Ale głównie to był show Jacka Wójcickiego entuzjastycznie przyjmowanego przez wypełniających szczelnie Teatr STU gości, w tym mamę oraz Martę Stebnicką. Niegdysiejsza pani profesor aktora wręczyła mu za to maskę Złotego Ptaka oraz odczytała własnego autorstwa "rymowankę - pierwszą w życiu", zakończoną słowami: "Tak długo, jak żyją ptaki i drzewa /śpiewaj nam, śpiewaj nam, śpiewaj".

Oczywiście, jak na benefis przystało, darów było więcej. Dyrektor Wydziału Kultury Urzędu Miasta Stanisław Dziedzic wręczył aktorowi przyznany przez ministra kultury brązowy Medal Gloria Artis, a także kwiaty od prezydenta Krakowa Jacka Majchrowskiego. Uosabiana przez Marka Pacułę, Piotra Ferstera i Bogdana Micka Piwniczna Rada ds. Jubileuszy Nietypowych uhonorowała swego artystę bardzo wysoką, acz symboliczną, nagrodą finansową, jak i w pełni realną grafiką Krzysztofa Skórczewskiego, do tego dołączono tytuł "Śpiewającego Ambasadora Piwnicy pod Baranami" przyznany za "28 lat uporczywego śpiewania". Firma Kobe z kolei - widać wiedząc, że aktor lubi gustowne zegarki - wręczyła mu takie dwa, zatem będzie mógł precyzyjnie odmierzać czas do następnego benefisu. Sam Jacek Wójcicki również wręczył sobie prezent, o jakim marzył - kolejkę "Piko".

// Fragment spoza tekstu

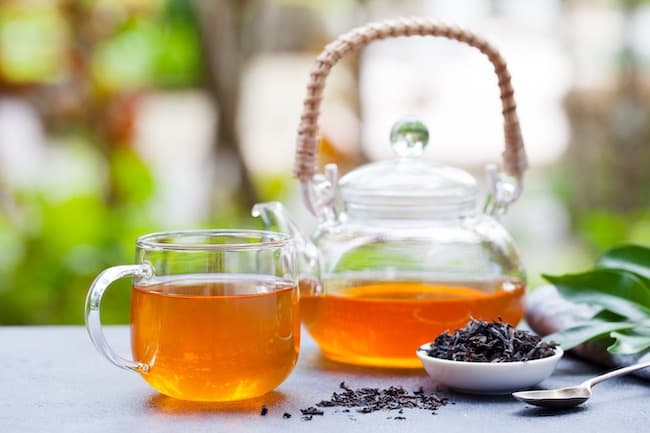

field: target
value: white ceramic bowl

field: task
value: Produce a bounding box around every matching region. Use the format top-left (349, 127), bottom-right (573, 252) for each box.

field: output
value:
top-left (416, 343), bottom-right (564, 394)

Uroczy wieczór, zatem brawom, owacjom i zachwytom nie było końca i można być pewnym, że podarowany Jackowi Wójcickiemu przez Marka Pacułę "mikrofon zastępujący talent, aplauz widowni i jej zadowolenie" spokojnie może aktor odłożyć jako sprzęt zupełnie zbędny.

Pracownia

X
Nie jesteś zalogowany. Zaloguj się.
Trwa wyszukiwanie

Kafelki

Nakieruj na kafelki, aby zobaczyć ich opis.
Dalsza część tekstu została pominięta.